There is significant disparity in average territory sizes between sexes. Male home ranges are typically 113 ha, while female ranges more commonly cover 14 ha. Male typically attempt to maximize overlap with female territories, particularly during the mating season.

Arizona gray squirrels are hunted primarily by large raptors, foxes, and bobcats. When alarmed, they make a barking or chucking alarm call from an elevated location.

===Diet===
Arizona gray squirrels have a broad diet. Tree seeds are an important food source, particularly the cones of pines, Douglas fir, and true firs, which are consumed by removing individual scales to expose seeds, and deciduous seeds such as acorns and walnuts. Additional food sources include tree sap, tree bark, insect galls, flowers, and fungi. Scatter-hoarding of seeds in leaf litter and topsoil is observed, but rare.

===Reproduction===
Female Arizona gray squirrels undergo a day-long estrus between February and May. Males have external testes between winter and summer, which withdraw into the body during the rest of the year.

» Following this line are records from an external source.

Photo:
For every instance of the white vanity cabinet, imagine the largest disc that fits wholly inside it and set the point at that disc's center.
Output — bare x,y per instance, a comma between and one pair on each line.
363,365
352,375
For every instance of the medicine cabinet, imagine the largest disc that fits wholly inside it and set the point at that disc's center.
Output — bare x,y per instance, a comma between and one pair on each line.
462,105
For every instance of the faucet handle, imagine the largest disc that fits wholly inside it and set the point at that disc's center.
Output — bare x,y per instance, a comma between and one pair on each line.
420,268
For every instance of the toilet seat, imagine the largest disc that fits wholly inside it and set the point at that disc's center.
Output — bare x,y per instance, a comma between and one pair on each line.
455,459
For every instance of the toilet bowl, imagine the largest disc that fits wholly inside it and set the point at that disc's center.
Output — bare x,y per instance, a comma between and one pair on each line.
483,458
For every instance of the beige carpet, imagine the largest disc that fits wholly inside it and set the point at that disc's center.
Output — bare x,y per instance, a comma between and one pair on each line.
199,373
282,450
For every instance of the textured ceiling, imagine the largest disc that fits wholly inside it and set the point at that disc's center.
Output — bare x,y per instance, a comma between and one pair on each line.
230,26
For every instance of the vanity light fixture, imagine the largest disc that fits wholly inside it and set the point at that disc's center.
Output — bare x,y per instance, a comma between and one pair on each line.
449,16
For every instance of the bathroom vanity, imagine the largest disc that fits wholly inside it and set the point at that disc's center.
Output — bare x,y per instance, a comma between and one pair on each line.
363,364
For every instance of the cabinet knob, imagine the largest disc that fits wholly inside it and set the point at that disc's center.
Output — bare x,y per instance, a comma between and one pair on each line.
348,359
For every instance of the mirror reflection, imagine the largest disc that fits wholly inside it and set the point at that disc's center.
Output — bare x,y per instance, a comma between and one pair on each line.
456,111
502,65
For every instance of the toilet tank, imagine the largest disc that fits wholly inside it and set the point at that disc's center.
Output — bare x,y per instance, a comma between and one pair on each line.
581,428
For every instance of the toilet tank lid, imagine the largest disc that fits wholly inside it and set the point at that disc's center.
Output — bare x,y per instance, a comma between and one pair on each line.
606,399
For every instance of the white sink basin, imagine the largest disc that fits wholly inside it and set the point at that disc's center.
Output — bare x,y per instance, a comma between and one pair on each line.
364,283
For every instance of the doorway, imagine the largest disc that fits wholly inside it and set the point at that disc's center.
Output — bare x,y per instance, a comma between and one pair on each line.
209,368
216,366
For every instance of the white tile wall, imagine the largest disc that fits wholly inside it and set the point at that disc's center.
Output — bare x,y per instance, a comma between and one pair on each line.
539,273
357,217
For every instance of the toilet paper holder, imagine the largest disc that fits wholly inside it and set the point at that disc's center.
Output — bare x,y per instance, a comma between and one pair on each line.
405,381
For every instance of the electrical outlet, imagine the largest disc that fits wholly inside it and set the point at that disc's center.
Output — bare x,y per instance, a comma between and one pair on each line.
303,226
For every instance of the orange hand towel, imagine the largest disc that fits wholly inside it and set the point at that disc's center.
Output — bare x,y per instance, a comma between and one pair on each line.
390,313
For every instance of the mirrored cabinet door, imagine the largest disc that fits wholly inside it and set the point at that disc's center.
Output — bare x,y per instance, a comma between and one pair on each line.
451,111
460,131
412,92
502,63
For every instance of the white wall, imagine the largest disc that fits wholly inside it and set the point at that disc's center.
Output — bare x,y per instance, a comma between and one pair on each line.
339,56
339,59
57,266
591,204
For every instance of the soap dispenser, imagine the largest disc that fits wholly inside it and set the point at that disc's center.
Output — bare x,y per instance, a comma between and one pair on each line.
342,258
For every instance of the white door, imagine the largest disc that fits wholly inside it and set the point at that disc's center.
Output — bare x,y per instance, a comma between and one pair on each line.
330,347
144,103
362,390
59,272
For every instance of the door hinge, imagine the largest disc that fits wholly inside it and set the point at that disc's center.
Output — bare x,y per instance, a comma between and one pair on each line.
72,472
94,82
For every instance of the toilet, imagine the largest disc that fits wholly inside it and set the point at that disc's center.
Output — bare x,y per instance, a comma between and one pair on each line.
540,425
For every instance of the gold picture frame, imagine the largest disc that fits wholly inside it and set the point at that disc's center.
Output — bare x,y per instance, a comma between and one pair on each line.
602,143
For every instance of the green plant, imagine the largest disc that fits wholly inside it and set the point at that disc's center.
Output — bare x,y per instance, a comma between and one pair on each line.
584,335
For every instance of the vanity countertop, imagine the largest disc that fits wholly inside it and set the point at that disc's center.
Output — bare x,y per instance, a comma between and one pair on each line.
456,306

Multiple males engage in a mating chase with one female, and a litter of three to four young is born in late spring to early summer.

Arizona gray squirrels have large variations in their diet, which has led to reproduction rates that vary year by year. Not all females breed each year, which can be seen by a lack of placental scarring. The timing of Arizona gray squirrel mating correlates with the prime time for flowers, which are a high energy food source for the energetically expensive costs of mating. Because mating is so energetically expensive, optimal reproduction timing is very important to ensure that offspring and parent will survive. This timing can differ between sexes and is largely dependent on the environmental change present in their habitat, which can often be fluctuating throughout the year and from year to year. Differences in the parental investment and a lack of food are responsible for shifts in male and female ranges. The opposite sexes have ranges that overlap with each other and during good mating conditions or season these ranges will expand and overlap more.

==Conservation==
An important conservation strategy for the survival of the Arizona gray squirrel is to protect their nesting habitat. This means maintaining large trees with closed canopies that allow access to resources and protection from predators.

==Interaction with humans==
Arizona gray squirrels are frequently hunted for meat across most of their range. It is not considered to be a significant pest species due to inhabiting areas of low human population density.